Son père le serra plus fort.
"Nous t'avons poussé à ça. Avec nos attentes, avec notre..."
"Non !" Ren se recula assez pour les regarder. "Vous avez tout vendu pour moi, même la maison. Travaillé si dur pour me trouver une place dans la meilleure école, pour m'obtenir un œuf, n'importe lequel, et moi..."
Les larmes commencèrent à couler sur ses joues, se mêlant à la boue et aux spores grises restantes.
"Je voulais juste..." sa voix se brisa, "voulais que vous soyez fiers..."
"Nous l'avons toujours été," murmura sa mère, nettoyant doucement son visage sali. "Toujours."
Il n'y eut pas de cris cette nuit-là.
Pas de punitions ou de sévères réprimandes.
Juste trois personnes enlacées sous la lumière des douze lunes, pleurant ensemble alors que les champignons dans les cheveux de Ren brillaient doucement, comme des étoiles tombées.
Et pour la première fois depuis la cérémonie d'invocation, Ren comprit quelque chose que aucune connaissance sur les bêtes n'aurait pu lui enseigner : l'amour de ses parents était plus fort que toute déception, plus profond que tout échec.
Il était inconditionnel.
♢♢♢♢
La marche de retour à travers les prairies était silencieuse, interrompue seulement par les petits sanglots contenus de sa mère alors qu'elle tenait sa main.
Comme si elle avait peur qu'il disparaisse si elle le lâchait.
À la maison, la fête qu'ils avaient préparée pour célébrer son invocation était encore sur la table, maintenant froide.
Sa mère se mit immédiatement à la réchauffer.
"Ce n'est pas nécessaire," commença Ren, mais elle était déjà dans la cuisine.
"Tu dois avoir faim," insista-t-elle, essuyant ses larmes tout en travaillant. "Tu as été dehors toute la nuit..."
À sa propre surprise, lorsque l'arôme du ragoût réchauffé emplit la pièce, son estomac grogna avec ferveur.
Il mangea comme s'il n'avait pas goûté à la nourriture depuis des jours, chaque bouchée éveillant une faim plus profonde. Son corps semblait crier pour de l'énergie, comme si la transformation avait réveillé un appétit vorace.
"Je suis tellement désolé, mon fils," rompit le silence son père, la voix brisée. "Si nous n'étions pas si pauvres, si nous avions travaillé plus dur, si nous avions pu t'obtenir un meilleur œuf..."

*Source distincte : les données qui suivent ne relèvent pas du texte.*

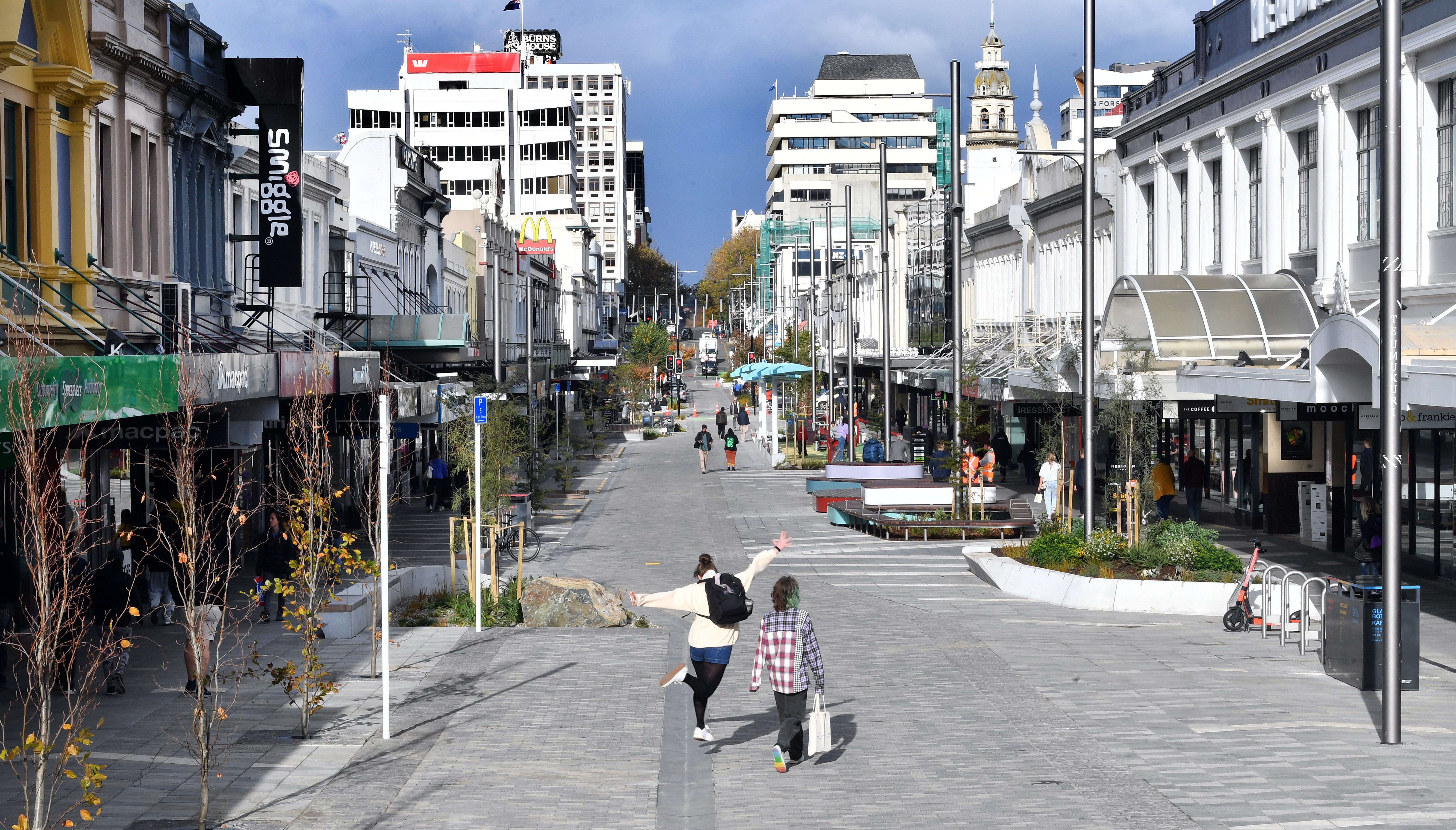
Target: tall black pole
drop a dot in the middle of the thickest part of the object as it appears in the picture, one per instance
(957, 225)
(884, 289)
(1088, 264)
(849, 315)
(1391, 365)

"Nous n'aurions pas dû te presser tant avec notre propre inquiétude," ajouta sa mère, servant une autre assiette de ragoût que Ren attaqua immédiatement. "Tu as dû te sentir si..."
"Si quelque chose t'était arrivé," interrompit son père, "nous... ne pouvions pas... la tristesse aurait..."
"Ne le culpabilise pas avec du chantage affectif !" gronda sa mère à son père. "Tu vois bien qu'il a déjà assez souffert ? Être seul dans la forêt si longtemps, se cachant des grenouilles dans la boue..."
Elle s'approcha de Ren, caressant ses cheveux sales tendrement. "Voudrais-tu prendre un bain chaud, chéri ?"
"Pardonne-moi," son père se couvrit le visage de ses mains. "Je suis inutile. Je n'ai même pas pu t'obtenir une bête décente. Mais je promets... J'irai moi-même dans la forêt. Je trouverai un médicament miracle, quelque chose pour remplacer cette spore ou pour te donner une seconde bête comme dans les légendes. Tout pour toi, mon fils. Ne te méprends pas, je t'aime même si tu n'as que ce champignon, mais pour toi je..."
"Non !"
La véhémence dans la voix de Ren surprit tout le monde, lui compris. Il se leva de table, de nouvelles larmes dans les yeux.
"S'il vous plaît, ne dites pas cela. Ne vous excusez pas. Moi... j'ai été un imbécile." Sa voix tremblante mais pleine de conviction. "Ce champignon... votre cadeau... est le meilleur cadeau du monde. J'ai été stupide de ne pas le voir avant."